Sortir de la crise financière et de la dette avec l’Union bancaire : une interview de Michel Barnier, commissaire au marché intérieur et aux services.

15.01.2014
© picture-alliance/Wiktor Dalokowski - Michel Barnier

M. Barnier, la Banque centrale européenne a commencé, avant d’assumer la supervision bancaire, la vérification du bilan des cent-vingt-huit plus grandes banques de la zone euro. Plus de contrôle et de transparence crée-t-il la confiance ?

Le premier pilier de l’Union bancaire est le Mécanisme de supervision unique (MSU) au centre duquel se trouve la Banque centrale européenne (BCE) à Francfort. Le règlement sur le MSU est entré en vigueur en novembre 2013 et agira totalement dès cette année. Une transparence absolue est nécessaire pour la vérification des bilans. En effet, le rétablissement de la crédibilité des banques européennes et le retour de la confiance de l’économie et des citoyens 
dépendent de ce bilan de santé. Ce qui est nouveau, c’est que la Banque centrale européenne ne se contente pas de surveiller, elle répond aussi des évaluations faites et de l’application des mesures qui en découlent. Cela n’aurait pas été possible sans l’Union bancaire. Dans l’ensemble, les banques européennes sont en bien meilleure position qu’il y a encore deux ans. Elles ont trouvé des capitaux considérables sur les marchés, si bien que le taux de capitalisationp ropre des grandes banques européennes correspond maintenant au niveau des banques américaines.

Les prochaines étapes de l’Union bancaire, comme le démantèlement ou le redressement d’instituts de crédits insolvables ou encore la garantie des dépôts, sont encore floues. Quelles sont les prochaines décisions qu’il reste à prendre ?

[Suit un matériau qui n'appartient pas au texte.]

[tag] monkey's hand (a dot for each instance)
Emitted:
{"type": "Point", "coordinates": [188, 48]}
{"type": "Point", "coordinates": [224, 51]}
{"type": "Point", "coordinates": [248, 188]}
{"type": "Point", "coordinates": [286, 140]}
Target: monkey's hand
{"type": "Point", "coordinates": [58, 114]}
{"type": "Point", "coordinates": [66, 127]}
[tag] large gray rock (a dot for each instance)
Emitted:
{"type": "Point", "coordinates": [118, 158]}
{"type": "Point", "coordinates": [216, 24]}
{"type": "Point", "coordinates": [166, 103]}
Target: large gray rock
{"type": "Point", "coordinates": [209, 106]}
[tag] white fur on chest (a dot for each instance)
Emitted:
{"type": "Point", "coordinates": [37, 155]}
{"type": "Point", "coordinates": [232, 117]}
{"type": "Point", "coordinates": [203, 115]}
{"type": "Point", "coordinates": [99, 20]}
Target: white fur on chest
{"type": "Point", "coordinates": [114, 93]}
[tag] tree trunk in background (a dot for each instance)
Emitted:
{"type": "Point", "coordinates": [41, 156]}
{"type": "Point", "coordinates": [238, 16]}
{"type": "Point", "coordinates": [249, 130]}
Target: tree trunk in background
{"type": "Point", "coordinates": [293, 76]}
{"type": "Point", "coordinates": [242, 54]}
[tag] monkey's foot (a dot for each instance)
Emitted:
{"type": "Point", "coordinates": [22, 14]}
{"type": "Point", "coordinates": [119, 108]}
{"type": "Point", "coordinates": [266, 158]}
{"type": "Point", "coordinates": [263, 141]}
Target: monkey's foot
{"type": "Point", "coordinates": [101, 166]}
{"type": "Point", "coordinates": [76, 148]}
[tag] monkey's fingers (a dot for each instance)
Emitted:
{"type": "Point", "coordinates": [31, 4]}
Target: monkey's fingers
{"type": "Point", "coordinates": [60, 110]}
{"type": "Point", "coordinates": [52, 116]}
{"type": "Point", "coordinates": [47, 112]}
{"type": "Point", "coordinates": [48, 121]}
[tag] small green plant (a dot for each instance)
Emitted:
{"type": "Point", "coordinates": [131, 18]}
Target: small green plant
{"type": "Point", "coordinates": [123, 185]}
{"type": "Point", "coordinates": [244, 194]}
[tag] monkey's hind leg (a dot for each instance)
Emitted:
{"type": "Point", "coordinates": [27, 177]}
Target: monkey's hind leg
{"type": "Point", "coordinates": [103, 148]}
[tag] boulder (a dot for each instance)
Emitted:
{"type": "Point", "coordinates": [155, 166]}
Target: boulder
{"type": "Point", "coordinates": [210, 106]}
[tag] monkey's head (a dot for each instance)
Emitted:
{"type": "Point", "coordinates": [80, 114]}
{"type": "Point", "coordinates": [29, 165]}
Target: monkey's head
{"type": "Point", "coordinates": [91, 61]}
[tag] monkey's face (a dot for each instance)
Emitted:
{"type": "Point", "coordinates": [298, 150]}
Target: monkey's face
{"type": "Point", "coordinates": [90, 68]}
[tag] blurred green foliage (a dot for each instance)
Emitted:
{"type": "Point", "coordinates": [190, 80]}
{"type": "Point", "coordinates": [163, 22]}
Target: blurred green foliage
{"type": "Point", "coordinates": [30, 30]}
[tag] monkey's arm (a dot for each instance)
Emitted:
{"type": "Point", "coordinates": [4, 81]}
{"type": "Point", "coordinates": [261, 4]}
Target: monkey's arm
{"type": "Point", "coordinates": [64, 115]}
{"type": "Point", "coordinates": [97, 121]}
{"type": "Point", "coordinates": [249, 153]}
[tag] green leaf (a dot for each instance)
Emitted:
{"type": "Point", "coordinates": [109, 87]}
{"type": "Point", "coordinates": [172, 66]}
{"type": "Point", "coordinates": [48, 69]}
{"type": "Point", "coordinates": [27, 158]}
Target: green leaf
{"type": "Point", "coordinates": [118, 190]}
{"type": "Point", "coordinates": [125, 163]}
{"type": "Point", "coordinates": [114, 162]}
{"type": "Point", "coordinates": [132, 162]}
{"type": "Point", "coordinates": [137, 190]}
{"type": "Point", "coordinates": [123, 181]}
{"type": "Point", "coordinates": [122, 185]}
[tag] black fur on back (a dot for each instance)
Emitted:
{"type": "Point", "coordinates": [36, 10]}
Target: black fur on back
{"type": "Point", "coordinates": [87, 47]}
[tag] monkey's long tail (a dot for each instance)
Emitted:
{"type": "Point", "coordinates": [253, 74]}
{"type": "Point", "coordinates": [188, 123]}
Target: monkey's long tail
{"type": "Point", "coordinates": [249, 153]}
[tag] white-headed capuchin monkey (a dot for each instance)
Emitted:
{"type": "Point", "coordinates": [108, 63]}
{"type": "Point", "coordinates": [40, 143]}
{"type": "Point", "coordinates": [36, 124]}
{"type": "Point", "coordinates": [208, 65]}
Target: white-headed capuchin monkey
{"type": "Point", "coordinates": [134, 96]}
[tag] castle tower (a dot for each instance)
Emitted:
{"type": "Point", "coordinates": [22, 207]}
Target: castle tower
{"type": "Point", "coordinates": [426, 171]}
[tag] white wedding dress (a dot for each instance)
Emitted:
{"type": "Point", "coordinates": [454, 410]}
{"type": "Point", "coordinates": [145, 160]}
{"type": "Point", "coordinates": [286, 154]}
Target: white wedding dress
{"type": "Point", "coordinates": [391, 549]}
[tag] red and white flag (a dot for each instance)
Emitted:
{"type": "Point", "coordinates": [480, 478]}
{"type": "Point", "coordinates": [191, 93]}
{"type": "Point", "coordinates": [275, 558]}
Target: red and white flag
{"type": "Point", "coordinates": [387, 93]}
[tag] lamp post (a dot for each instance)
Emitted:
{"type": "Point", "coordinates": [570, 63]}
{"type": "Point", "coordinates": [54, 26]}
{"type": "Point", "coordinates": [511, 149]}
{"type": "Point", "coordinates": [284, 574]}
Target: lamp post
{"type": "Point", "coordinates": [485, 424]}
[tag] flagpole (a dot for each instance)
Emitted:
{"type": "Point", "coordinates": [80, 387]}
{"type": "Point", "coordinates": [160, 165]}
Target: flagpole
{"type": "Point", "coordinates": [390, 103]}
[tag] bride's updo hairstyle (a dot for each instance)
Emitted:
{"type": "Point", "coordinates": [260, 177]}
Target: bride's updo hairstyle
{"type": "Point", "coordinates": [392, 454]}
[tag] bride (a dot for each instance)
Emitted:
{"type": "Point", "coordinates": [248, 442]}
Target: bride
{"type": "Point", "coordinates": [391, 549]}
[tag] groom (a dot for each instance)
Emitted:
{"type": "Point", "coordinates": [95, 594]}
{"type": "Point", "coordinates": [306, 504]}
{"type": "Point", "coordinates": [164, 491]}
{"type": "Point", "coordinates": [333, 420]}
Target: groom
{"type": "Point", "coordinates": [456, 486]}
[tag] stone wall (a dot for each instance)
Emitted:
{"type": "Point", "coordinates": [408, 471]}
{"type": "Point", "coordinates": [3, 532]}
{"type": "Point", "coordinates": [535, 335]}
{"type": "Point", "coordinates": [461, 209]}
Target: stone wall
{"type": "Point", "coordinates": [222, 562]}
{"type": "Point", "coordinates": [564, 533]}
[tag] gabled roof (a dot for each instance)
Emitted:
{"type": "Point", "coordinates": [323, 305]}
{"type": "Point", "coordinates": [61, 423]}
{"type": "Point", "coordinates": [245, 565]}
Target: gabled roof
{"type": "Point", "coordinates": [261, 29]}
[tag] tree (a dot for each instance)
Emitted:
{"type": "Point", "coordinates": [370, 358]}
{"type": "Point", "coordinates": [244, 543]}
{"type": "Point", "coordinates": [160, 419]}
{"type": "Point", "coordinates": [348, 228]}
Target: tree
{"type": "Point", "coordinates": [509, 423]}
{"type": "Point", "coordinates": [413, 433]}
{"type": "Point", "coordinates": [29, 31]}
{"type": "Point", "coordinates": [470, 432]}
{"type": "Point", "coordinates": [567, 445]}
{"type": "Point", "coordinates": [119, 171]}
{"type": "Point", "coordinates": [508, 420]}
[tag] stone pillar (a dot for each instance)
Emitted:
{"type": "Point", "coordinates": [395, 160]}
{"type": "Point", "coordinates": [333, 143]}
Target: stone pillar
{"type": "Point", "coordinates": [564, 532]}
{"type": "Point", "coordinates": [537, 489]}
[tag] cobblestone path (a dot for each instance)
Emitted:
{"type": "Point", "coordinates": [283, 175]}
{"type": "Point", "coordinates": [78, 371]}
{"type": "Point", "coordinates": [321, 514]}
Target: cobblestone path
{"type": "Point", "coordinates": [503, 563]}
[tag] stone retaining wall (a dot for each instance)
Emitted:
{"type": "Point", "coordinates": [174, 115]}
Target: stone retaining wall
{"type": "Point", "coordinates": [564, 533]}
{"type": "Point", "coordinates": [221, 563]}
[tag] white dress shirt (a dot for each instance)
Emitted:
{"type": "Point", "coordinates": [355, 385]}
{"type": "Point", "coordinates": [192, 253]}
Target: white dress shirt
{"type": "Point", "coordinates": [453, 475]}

L’Union bancaire est la pierre de touche d’une Union économique et monétaire renforcée. Le MSU induira déjà une amélioration sensible. Mais une meilleure surveillance n’est pas à elle seule suffisante. Une Union bancaire implique de prendre éventuellement des mesures pour restructurer ou pour démanteler les banques insolvables tout en en maintenant les coûts aussi bas que possible pour l’économie et les contribuables. C’est ce dont il va avec le MUR, 
le mécanisme unique de résolution des banques dont le grand principe est un conseil de résolution unique et un concept de résolution commun. Nous discutons actuellement avec le Conseil des ministres européen et le Parlement européen du MUR que nous proposons et que le Conseil aimerait voir définitivement adopté d’ici aux élections européennes en mai 2014. Nous avons réalisé des progrès énormes en un temps record. Mais il nous faut conserver cet élan et entrer dans le dernier round des négociations. Le temps presse.

L’Union bancaire séduit par l’idée de faire sortir les banques insolvables d’un cercle vicieux. Certains économistes y voient une « responsabilité collective pour les dettes des banques de la zone euro ».

Avec la crise de la dette, la crise financière est entrée dans une nouvelle dimension. On voit très clairement dans quels cercles vicieux les banques et les États peuvent glisser. Le seul moyen de briser cette sinistre spirale est que l’Union européenne soit encore plus intégrée au niveau économique. L’Union bancaire garantit en la matière une meilleure surveillance et une meilleure régulation des banques. Une coordination renforcée offre aussi une protection financière commune : le MSE, le mécanisme de stabilité européen, qui peut accorder des crédits à des conditions très strictes.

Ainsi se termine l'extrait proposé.